In recent years, the idea of functional and effective connectivity measurement of the brain has attracted much attention. Our brain is an interconnected network. The interaction between brain regions is fundamental to brain function and this interaction can be quantified by brain connectivity measurement methods. Brain connectivity usually refers to three basic terms: structural, functional and effective connectivity . Structural connectivity describes the anatomical structure of the brain and the pattern of anatomical links inside the brain . Functional and effective connectivity, on the other hand, relate to signals passing between brain subsections. While functional connectivity refers to statistical dependencies of neural activities between distinct areas of the brain, effective connectivity measures the causality of brain interactions . Different techniques have been introduced to measure both the functional and the effective connectivity [2, 3] of the brain using EEG signals, one of which is Dynamic Causal Modelling (DCM) . DCM measures the influence that one area of the brain exerts over itself or another area. DCM has some advantages over other conventional connectivity methods, such as being a biophysically informed model, accounting for nonlinearities of the neuronal system, and having a known input to the model. Because of this, many researchers have become interested in this approach. The validity of this method has been reported for different sets of brain responses such as visual and auditory responses  and it has been used in many studies for varied purposes, such as understanding the neural interactions in psychological disorders  or the vegetative state . Whilst DCM has potential advantages over other models, a possible weakness in the approach is the large number of parameters and initial assumptions which may cause instability in the algorithm.
The DCM algorithm has been implemented in the Statistical Parametric Mapping (SPM) software which is a MATLAB-based toolbox . This software is used in this paper to model the effective connectivity of the brain using DCM in response to auditory stimulation.
In preparing to use this approach and the SPM toolbox, we tested the algorithm on different platforms and different versions of the toolbox and of Matlab. The current paper reports on inconsistent results obtained in this way and aims to alert to potentially misleading results arising with the use of this package. To the best of our knowledge, results of similar comparisons do not appear to have been published previously.
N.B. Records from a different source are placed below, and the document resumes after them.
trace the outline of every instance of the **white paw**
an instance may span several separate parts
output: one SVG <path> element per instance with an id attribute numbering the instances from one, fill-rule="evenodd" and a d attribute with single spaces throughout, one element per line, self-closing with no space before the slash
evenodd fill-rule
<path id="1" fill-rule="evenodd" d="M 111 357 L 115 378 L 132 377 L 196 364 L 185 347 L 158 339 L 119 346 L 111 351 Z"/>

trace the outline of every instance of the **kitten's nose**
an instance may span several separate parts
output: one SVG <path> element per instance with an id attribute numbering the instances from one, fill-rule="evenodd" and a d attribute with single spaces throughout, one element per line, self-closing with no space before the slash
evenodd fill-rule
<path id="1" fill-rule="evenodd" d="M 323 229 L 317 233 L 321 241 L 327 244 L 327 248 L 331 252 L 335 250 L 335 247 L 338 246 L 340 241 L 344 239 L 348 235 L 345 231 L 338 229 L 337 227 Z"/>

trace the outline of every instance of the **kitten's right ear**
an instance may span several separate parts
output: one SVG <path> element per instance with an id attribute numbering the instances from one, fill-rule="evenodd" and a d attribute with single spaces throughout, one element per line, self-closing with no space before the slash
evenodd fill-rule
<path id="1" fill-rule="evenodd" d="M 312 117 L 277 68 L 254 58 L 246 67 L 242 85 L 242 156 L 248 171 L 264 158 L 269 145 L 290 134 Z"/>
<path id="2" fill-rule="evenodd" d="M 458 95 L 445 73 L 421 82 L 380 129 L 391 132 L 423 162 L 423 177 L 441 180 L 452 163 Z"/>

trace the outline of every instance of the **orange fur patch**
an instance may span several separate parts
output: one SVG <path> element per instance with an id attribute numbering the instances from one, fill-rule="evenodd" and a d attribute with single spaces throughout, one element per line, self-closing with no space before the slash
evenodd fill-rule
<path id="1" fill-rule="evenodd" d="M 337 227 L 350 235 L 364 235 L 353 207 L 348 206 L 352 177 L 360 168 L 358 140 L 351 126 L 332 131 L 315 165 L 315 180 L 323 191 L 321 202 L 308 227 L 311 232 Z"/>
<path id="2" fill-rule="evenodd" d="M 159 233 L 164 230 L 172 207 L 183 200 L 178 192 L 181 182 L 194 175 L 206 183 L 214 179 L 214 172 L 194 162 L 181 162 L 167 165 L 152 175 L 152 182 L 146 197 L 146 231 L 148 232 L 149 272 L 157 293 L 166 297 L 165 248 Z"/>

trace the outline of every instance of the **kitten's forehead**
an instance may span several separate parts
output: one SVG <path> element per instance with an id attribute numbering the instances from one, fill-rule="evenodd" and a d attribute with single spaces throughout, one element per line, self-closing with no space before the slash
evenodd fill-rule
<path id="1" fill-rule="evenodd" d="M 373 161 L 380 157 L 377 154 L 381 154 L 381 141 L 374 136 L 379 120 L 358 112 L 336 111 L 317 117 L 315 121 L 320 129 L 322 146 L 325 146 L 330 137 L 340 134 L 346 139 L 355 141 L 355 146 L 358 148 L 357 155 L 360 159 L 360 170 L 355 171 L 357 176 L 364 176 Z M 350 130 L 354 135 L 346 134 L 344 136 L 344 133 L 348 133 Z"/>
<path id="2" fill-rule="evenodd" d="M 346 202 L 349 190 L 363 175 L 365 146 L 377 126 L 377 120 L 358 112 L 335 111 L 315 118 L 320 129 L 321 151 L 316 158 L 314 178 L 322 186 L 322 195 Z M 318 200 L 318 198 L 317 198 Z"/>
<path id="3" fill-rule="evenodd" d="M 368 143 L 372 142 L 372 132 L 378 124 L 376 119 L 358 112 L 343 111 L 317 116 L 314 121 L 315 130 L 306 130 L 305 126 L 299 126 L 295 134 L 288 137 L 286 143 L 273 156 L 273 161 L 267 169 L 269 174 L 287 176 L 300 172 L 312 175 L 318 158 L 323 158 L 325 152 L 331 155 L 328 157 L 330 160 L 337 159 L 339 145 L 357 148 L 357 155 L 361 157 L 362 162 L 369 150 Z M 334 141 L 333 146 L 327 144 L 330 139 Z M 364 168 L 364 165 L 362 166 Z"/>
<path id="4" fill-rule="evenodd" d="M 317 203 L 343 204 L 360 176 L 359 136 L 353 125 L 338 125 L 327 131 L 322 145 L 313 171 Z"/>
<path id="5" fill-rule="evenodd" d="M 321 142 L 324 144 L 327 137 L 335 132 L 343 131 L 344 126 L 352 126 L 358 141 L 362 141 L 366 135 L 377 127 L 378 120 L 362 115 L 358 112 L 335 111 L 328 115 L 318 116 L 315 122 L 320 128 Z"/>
DCM first considers a neuronal mass model for brain regions of interest . Then, using the output response measured by EEG and some prior biological knowledge about model parameters and assuming an action-potential-like input to the system, DCM estimates the parameters so that the model fits the output. For this purpose, a Bayesian framework is employed in which the prior is the distribution of the parameters and the posterior is the probability distribution of the measured output. The prior hyperparameters are set according to knowledge about the architecture and behavioural characteristics of the brains neural networks . The remaining parameters are identified iteratively by minimising the free energy of the system, which can be regarded as the estimation error, using an expectation-maximisation (EM) algorithm. In each iteration, first a posterior distribution is calculated according to the minimum free energy (E-step) and then a new set of parameters are computed according to the updated posterior distribution (M-step). The EM procedure iterates the E and M steps until the decrease of the free energy stops. The important point is that various models (defined as different patterns of connectivity between brain regions) can be defined and compared according to the log-evidence (the probability of the output given a specific model) calculated from the model and the best fitted model is selected as the one with the highest log-evidence . This best model is considered significantly better than other models if its log-evidence is at least 3 units larger than the log-evidence of other models.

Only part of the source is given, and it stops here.